Hank Snow’s Rainbow Ranch

Center director Dr. Carroll Van West and fieldwork coordinator Savannah Grandey have been working with the Metro Historical Commission in Nashville to acquire historic designation for Rainbow Ranch in Madison, Tennessee, the former home of country music star Hank Snow. Pictured here is the barn, where Snow kept his show horse Shawnee.

Researching Roller Rinks

Center graduate research assistant and Public History Program Ph.D. candidate Lane Tillner is studying the architecture of roller rinks for her dissertation. Most recently, her research and fieldwork took her to Ohio, where she photographed the Indian Lake Rollarena in Russells Point.

Traveling the State

Center staff members have been traveling across the state with staff from the Tennessee State Museum to develop partnerships and discuss future exhibit collaborations with such places as the Newport-Cocke County Museum, shown here. The new state museum in Nashville, at the corner of Rosa L. Parks Boulevard and Jefferson Street at Bicentennial Capitol Mall State Park, opens to the public on October 4! Grand opening events will take place throughout the weekend.

Upcoming Cemetery Preservation Workshop

Join us for an MTSU Cemetery Preservation Workshop at the historic downtown Smithville Cemetery on Saturday, October 20th. Center research professor Stacey Graham will present information about historic cemeteries in Tennessee starting at 9:00 a.m. at the Smithville City Hall. Afterwards, participants will learn proper techniques for cleaning tombstones and then experience the hands-on portion of the workshop by scrubbing tombstones themselves. This event is free, but due to limited supplies, please contact Stacey Graham to register for attendance. Here, MTSU Public History graduate students Elizabeth Foster Morris (left) and Typhanie Schafer scrub tombstones in the historic Cane Ridge Presbyterian Church graveyard in March 2018.

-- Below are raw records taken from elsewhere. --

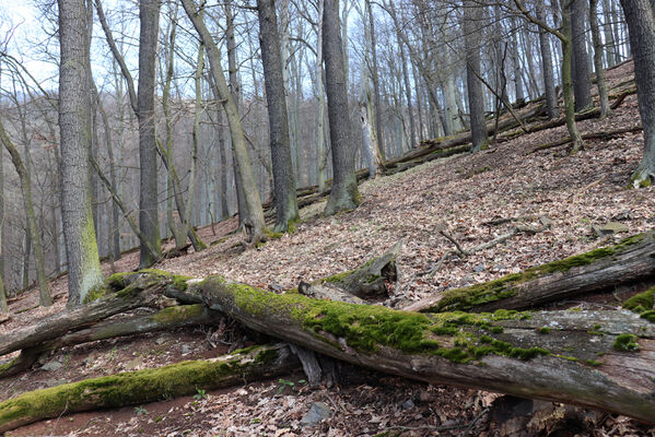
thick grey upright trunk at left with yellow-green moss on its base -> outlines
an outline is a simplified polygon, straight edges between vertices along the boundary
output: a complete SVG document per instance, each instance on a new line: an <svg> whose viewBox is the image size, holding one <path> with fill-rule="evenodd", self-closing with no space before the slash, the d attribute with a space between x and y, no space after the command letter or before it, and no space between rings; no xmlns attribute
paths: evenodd
<svg viewBox="0 0 655 437"><path fill-rule="evenodd" d="M59 129L61 137L61 210L68 259L69 308L80 306L103 284L92 214L90 178L90 48L84 0L59 1L61 62ZM97 145L97 144L96 144Z"/></svg>

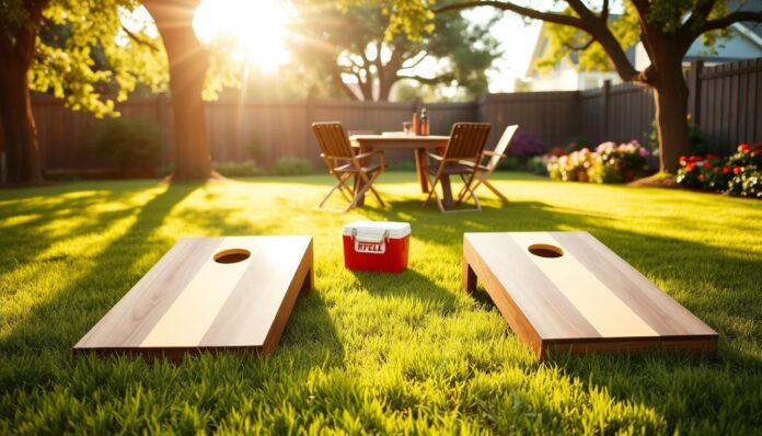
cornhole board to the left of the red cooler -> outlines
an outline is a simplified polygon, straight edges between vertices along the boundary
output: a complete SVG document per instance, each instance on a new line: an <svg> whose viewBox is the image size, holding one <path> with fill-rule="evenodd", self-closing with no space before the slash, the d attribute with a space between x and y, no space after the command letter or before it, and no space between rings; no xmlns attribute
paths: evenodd
<svg viewBox="0 0 762 436"><path fill-rule="evenodd" d="M312 283L312 237L182 239L73 352L270 354Z"/></svg>

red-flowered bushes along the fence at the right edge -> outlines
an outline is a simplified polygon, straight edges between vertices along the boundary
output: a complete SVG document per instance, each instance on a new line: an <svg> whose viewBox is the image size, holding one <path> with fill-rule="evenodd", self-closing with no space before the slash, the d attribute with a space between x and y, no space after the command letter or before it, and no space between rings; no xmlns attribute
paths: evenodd
<svg viewBox="0 0 762 436"><path fill-rule="evenodd" d="M677 182L686 187L762 199L762 142L741 144L736 154L680 158Z"/></svg>

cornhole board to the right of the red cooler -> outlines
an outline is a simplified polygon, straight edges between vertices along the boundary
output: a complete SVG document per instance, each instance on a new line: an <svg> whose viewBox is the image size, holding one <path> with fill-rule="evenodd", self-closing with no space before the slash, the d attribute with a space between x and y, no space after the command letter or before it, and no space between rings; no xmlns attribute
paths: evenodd
<svg viewBox="0 0 762 436"><path fill-rule="evenodd" d="M717 349L717 332L588 232L465 233L463 287L477 278L540 360L549 351Z"/></svg>

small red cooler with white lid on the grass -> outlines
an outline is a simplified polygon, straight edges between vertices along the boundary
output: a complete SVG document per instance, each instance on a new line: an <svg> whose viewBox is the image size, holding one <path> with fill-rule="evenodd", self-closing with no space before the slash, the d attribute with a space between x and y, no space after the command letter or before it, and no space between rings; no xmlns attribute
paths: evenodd
<svg viewBox="0 0 762 436"><path fill-rule="evenodd" d="M407 267L409 239L409 222L350 222L344 226L344 266L400 273Z"/></svg>

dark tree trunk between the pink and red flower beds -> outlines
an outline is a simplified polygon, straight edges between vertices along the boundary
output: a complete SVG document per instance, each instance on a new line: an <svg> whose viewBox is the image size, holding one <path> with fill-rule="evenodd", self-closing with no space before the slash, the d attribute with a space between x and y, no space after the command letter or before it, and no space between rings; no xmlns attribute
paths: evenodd
<svg viewBox="0 0 762 436"><path fill-rule="evenodd" d="M659 137L659 170L674 174L681 156L691 152L688 134L688 85L682 73L681 58L674 68L659 71L654 85L657 134Z"/></svg>

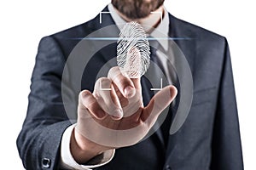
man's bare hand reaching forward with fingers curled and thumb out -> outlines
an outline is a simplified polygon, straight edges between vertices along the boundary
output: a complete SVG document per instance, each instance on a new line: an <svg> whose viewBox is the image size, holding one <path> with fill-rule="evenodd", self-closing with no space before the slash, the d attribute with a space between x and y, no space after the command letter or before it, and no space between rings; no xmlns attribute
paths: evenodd
<svg viewBox="0 0 256 170"><path fill-rule="evenodd" d="M119 67L113 67L108 77L96 81L93 94L88 90L79 94L78 123L71 140L74 158L84 162L105 150L137 144L176 94L174 86L167 86L144 107L140 78L124 77Z"/></svg>

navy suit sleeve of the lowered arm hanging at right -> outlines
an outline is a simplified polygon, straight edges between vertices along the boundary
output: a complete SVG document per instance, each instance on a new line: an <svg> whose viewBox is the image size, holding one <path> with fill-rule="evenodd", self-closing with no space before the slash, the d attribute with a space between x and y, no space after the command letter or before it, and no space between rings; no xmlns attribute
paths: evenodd
<svg viewBox="0 0 256 170"><path fill-rule="evenodd" d="M212 137L211 169L243 169L236 95L227 42L225 42L223 71Z"/></svg>

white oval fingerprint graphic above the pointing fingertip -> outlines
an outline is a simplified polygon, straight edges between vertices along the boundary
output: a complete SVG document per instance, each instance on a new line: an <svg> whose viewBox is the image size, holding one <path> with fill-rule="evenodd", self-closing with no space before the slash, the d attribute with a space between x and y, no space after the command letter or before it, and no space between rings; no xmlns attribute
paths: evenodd
<svg viewBox="0 0 256 170"><path fill-rule="evenodd" d="M119 34L117 64L125 77L139 78L148 70L150 49L146 32L137 22L125 24Z"/></svg>

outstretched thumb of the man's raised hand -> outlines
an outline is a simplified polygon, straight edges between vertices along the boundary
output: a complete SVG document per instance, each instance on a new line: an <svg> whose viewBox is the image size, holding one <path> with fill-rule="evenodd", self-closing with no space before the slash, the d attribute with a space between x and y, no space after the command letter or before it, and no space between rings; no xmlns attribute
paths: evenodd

Teaching with Primary Sources–MTSU to Offer Workshop at Dunbar Carver Museum

Teaching with Primary Source -MTSU (TPS-MTSU) and the East Tennessee Historical Society (ETHS), with support from Humanities Tennessee, are partnering to offer the workshop “Examining Tennessee’s Story: Resources and Strategies for Social Studies Teachers” on Saturday, September 29th, at the Dunbar Carver Museum in Brownsville. The workshop will explore resources, activities, and strategies geared to elementary social studies teachers and aligned with the new state curriculum standards in this subject area. Additionally, the workshop will include a tour of the historic African American school and a discussion about the resources available through the museum. Previously, TPS-MTSU and the ETHS, with support from Humanities Tennessee, have offered workshops at the West Tennessee Delta Heritage Center and the Milan Polk Clark Enrichment Center. For more information or to register, contact Kira Duke.

Welcome Back Students!

We are excited to kick off the 2018-2019 academic year with new and returning graduate student assistants! They will be working on a range of projects in Tennessee and beyond, and we look forward to learning what they discover.

Congratulations to Recent Graduates!

Warm congratulations to all Middle Tennessee State University August graduates! Special mention to former Center graduate assistants Annabeth Hayes and Sherry Teal (shown here with Center director Dr. Carroll Van West), who received their Masters of Arts in History with a concentration in Public History. We also congratulate newly-minted Public History Ph.D. Dr. Bob Beatty, who was hooded by Dr. West. We look forward to seeing what all of them will do in the next phase of their careers.

Visit from National Trails Intermountain Region Staff

The Center recently welcomed visitors from the National Trails Intermountain Region of the National Park Service. Director Dr. Carroll Van West, Trail of Tears historian Amy Kostine, and fieldwork coordinator Savannah Grandey showed our guests around some of the Trail of Tears witness sites and road segments throughout Middle and East Tennessee and Northwest Georgia. These sites are part of our ongoing partnership with the NPS to survey and document the existing Trail of Tears-era landscape in the region. Here, the crew is pictured walking along the National Register-listed Kelly’s Ferry Road and Crossing in Marion County, Tennessee.

Summer 2018 Common Bond

Our Summer 2018 newsletter, Common Bond, looks at several exciting projects that we recently completed in Memphis, explores our ongoing survey of historically black colleges and universities in Alabama, and celebrates the successes of our graduates. Contact us if you would like to know more about our projects and programs.

Exploring Citizenship with Teachers

Teaching with Primary Sources–MTSU branched out with a new partnership in July. Working with the Ulysses S. Grant National Historic Site in St. Louis, Missouri, staff members Kira Duke and Stacey Graham, along with graduate research assistant Colbi Layne Hogan, led a two-day workshop focused on citizenship. The workshop included a tour of the historic site, which is located at the former White Haven plantation where Grant met his wife, Julia Dent Grant.